REMEDIES for the TENANTS:
The Act also provides certain remedies for the tenants, if and when they are wrongfully ejected or ousted from their lands.
RIGHTS OF EJECTED (PERSONS) TENANTS, TO COST OF IMPROVEMENTS, CROPS, DWELLING HOUSE and the likes:
1. If a tenant is ejected from his holding, he must be paid, compensation for improvement lawfully made by him, and the court’s order for ejectment shall be conditional on the payment of compensation.
In estimating the compensation, the following should be taken into account-
The amount by which the value or the procedure of the holding has increased due to improvement.
The condition and probable duration of the effect of improvement,
Labor and Capital investment in the improvement
Reduction or remission of rent or other advantages given by the landlord to the tenant in consideration of the improvement,
Length of time during which the tenant has benefited from an unenhanced rent, in case of reclamation or irrigation under Section 52.
2. Where an ejected tenant has sown crops before the date of ejectment, the landlord may allow him to stay till the harvesting of crops, or pay the tenant, the value of the cross fixed by the court, and get him out.
If the landlord allows him to stay, the tenant will have to pay to the landlord such rent as the court deems reasonable, for the period of his stay stated under Section 53 (a).
3. Where the ejected tenant, has before the date of ejectment, prepared the land for sowing but has not sown any crops, the landlord is required to pay the tenant, the value as estimated by the court, of the labour and capital spent therein, plus interest on that value under Section 53 (b).
4. The landlord shall pay an ejected occupancy tenant, compensation for trees standing on the land, which he is entitled to out and appropriate under Section 53(c).
5. A tenant shall not be ejected from his dwelling site unless he has first been given an option to purchase the dwelling site and also the dwelling house (in case it was constructed at the landlord’s cost) at the prevailing market value.
In case of dispute, as to the value, the court shall determine it after a necessary enquiry under Section 53(d).
RESTORATION OF POSSESSION TO TENANT OR UNDER TENANT EJECTED OR WHOSE CULTIVATION IS PREVENTED under Section 54-A:
A tenant is not to be ejected from his holding except in execution of a decree passed by a competent civil court for ejectment. A tenant cannot also be prevented from the cultivation of the land by his landlord.
Under Section 54-A (which is inserted as a new Section by an Amendment Act of 1971) has provided a remedy by way of restoration of possession of holding, when the tenant or under tenant has been-
(a) Dispossessed from his holding, or
(b) Prevented from the cultivation of the holding/land
This provision exists in addition to other provisions of law relating to a restoration of possession.

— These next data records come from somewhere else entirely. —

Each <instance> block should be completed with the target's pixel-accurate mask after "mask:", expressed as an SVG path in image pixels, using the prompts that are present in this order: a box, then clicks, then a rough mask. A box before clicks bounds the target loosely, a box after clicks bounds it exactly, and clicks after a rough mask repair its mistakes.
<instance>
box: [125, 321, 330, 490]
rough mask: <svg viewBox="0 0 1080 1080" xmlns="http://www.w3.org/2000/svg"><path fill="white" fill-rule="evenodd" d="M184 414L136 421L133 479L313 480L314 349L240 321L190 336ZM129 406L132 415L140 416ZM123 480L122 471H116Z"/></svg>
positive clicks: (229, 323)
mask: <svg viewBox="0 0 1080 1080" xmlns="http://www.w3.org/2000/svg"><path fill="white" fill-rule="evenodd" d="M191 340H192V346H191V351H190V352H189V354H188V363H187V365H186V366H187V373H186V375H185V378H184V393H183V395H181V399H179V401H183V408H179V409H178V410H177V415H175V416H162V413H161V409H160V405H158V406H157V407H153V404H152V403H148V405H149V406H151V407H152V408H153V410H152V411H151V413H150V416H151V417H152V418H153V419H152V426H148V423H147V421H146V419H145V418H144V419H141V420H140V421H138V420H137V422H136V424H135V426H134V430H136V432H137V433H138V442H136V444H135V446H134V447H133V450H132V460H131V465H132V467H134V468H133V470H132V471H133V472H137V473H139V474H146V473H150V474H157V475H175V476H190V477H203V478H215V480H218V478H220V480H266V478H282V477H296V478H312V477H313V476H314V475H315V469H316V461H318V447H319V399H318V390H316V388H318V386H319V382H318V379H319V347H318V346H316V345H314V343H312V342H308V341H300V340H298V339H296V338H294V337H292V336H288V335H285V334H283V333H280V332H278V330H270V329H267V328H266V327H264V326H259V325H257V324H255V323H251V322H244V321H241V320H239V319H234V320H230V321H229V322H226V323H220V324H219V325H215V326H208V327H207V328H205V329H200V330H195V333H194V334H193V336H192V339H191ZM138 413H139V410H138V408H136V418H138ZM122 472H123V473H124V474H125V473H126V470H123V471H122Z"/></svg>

PROCEDURE FOR RESTORATION OF POSSESSION under SECTION 54-A-
(a) Tenant or Under-tenant has to apply to the Revenue Officer having jurisdiction for restoration of possession.
(b) Such application is to be made within 90 days of ejectment or termination of cultivation.
(c) The Revenue Officer after necessary enquiry, and after issuing notice to the landlord or the persons preventing the cultivation of the land, passes the order for restoration of possession to the tenant or undertenant.
(d) If the possession is not restored within 7 days of the order becoming final, then the Revenue Officer on the application of the tenant or undertenant will take the possession of the holding and deliver it to such under tenant.
In its entirety, the Assam (Temporary Settled Areas) Act, 1971 was extremely important legislation, passed to secure the rights of the tenants, mainly belonging to the agricultural sector.